Content M-4: Strategic alliances and strategic change Flashcards
Recap: How to overcome intertia?
- A new business unit with decision-making authority focusing on new technology or business model that works separately from the rest of the organization.
- Open innovation: Getting input for innovation processes from outside of the organization.
- ** Strategic alliances with other organizations to develop new products based on the new technology or business model **
What is a strategic alliance?
Voluntary collaboration agreements between two or more organizations to achieve a business purpose.
What is a contract? What is the advantage and disadvantage?
A contract specific how the alliance will work and the roles and responsibilities of the partners.
- Advantage: Relatively easy to set up and dissolve.
- Disadvantage: Not all future situations can be foreseen at the time of contract –> partners can use unexpected future developments to neglect their responsibilities.
What is a joint venture? What is the advantage and disadvantage?
Partners form a separate company that they jointly own to carry out the purpose of the alliance.
- Advantage: Creates incentives to collaborate and to work for the success of the alliance.
- Disadvantage: Costly to set up and dissolve.
Why are strategic alliances an important tool for strategic change?
They enable companies access to:
- New resources
- New learning opportunities
Why form a strategic alliance? In perspective of the resource-based view (RBV).
RBV:
- Firms can create competitive advantage based on their resources, or combinations of them, that are valuable, rare inimitable, non-substitutable.
> R&D knowledge
> Distribution channels
> Relationships with suppliers
> Innovation culture
- Such resources are sticky to their owners: it is very difficult to move such resources across firms.
- Alliances enable firms the access to valuable, rare, inimitable, non-substitutable resources without having to own them.
What are two reasons for strategic alliances?
- Exploiting complementarities
> Many products are based on combinations of multiple technologies.
> A firm’s resources can become more valuable when combined with another firm’s resources. - Accessing outside knowledge and ideas
> Managers’ cognitive frames and organizational processes are shaped by old ways of doing business.
> Established organizations struggle when new technologies or business models require firms to revise the way they create value.
–> Alliances can provide new perspectives to how to reconfigure resources differently as a response to external development.
–> Alliances can also enable firms to internalize their partners’ knowledge through organizational learning.

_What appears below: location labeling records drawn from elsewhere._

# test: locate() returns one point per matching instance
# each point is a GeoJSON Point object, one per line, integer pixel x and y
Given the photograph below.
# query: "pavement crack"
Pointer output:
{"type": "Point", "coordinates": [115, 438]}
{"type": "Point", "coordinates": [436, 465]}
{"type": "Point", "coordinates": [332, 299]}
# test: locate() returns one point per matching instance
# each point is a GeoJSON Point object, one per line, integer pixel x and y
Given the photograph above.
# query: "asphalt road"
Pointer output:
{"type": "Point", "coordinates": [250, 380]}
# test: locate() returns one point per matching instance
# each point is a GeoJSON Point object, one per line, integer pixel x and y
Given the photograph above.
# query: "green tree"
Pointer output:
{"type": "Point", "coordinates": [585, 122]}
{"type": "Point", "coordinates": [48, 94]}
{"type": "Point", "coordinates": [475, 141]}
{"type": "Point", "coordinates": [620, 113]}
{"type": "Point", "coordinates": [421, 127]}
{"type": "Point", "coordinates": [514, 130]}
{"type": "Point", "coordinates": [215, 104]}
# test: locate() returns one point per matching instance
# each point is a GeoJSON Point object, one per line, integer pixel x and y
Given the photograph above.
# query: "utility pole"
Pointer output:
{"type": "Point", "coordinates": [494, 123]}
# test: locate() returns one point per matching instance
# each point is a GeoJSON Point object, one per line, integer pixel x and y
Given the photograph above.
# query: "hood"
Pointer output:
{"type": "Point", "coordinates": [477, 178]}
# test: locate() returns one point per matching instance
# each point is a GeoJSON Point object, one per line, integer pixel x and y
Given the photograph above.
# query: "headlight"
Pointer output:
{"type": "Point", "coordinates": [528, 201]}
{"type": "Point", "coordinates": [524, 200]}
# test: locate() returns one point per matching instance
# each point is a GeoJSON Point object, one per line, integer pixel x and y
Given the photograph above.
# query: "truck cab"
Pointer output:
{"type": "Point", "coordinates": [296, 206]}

Alliances can also enable firms to internalize their partners’ knowledge through organizational learning. Correct?
Yes! Think about the Polaroid example. Alliances may have helped Polaroid not only to develop a great digital camera, but also to understand that they need to focus on the camera, not film or print material, as the main source of profits.
Alliances and competitive advantage
- Alliances enable firms to access to VRIN resources without having to own them by weakening the “immobility” of resources.
What are the four types of rents (gains) that are relevant for a firm in an alliance?
- Internal rents
- Relational rents
- Inbound spillover rents
- Outbound spilloverrents
Strategic alliances and competitive advantage. What are internal rents?
- Gains that a firm generates based on its own resources
(e.g. cars produced by GM with its own resources int he NUMMI alliance provide internal rent to GM). - Complementary resources of alliance partners increase a firm’s internal rents because they make the firm’s own resources more valuable
(e.g. Toyota production knowledge allowed GM to utilize its own resources more effectively to produce cars).
Strategic alliances and competitive advantage. What are relational rents?
- Gains that a firm generates based on its relationship-specific assets with its alliance partner.
> Partner-specific absorptive capacity
> Knowledge-sharing routines
> Trust
(e.g. during their cooperation, GM and Toyota created practices to share knowledge and develop trust, which increased not only the efficiency of the cooperation but also the learning effect for GM). - Relational rents will be greater in repeated collaborations with the same partner.
Strategic alliances and competitive advantage. What are inbound spillover rents? Also known as involuntary knowledge spillovers.
- Gains from resources that the partner DID NOT INTEND to share
> During collaborations it is not always possible to separate relevant knowledge elements -> some knowledge elements are involuntarily exposed or shared with partners -> partners internalize that knowledge even though it is not part of the deal.
(e.g. during their cooperation, GM probably learned more than Toyota wanted to share because both as a by productof joint work).
Strategic alliances and competitive advantage. What are outbound spillover rents?
- Gains by the partner (losses for the focal firm) from resources that a focal firm did not intend to share.
> Firms use knowledge protection mechanisms to prevent the appropriation of their resources not shared within the alliance.
(e.g. Toyota put specific clauses int he alliance contract to limit interactions with GM engineers to prevent outbound spillover rents).
What formula can be used to view a firm’s net gains from an alliance?
Internal rents + Relational rents + Inbound spillover rents - Outbound spillover rents.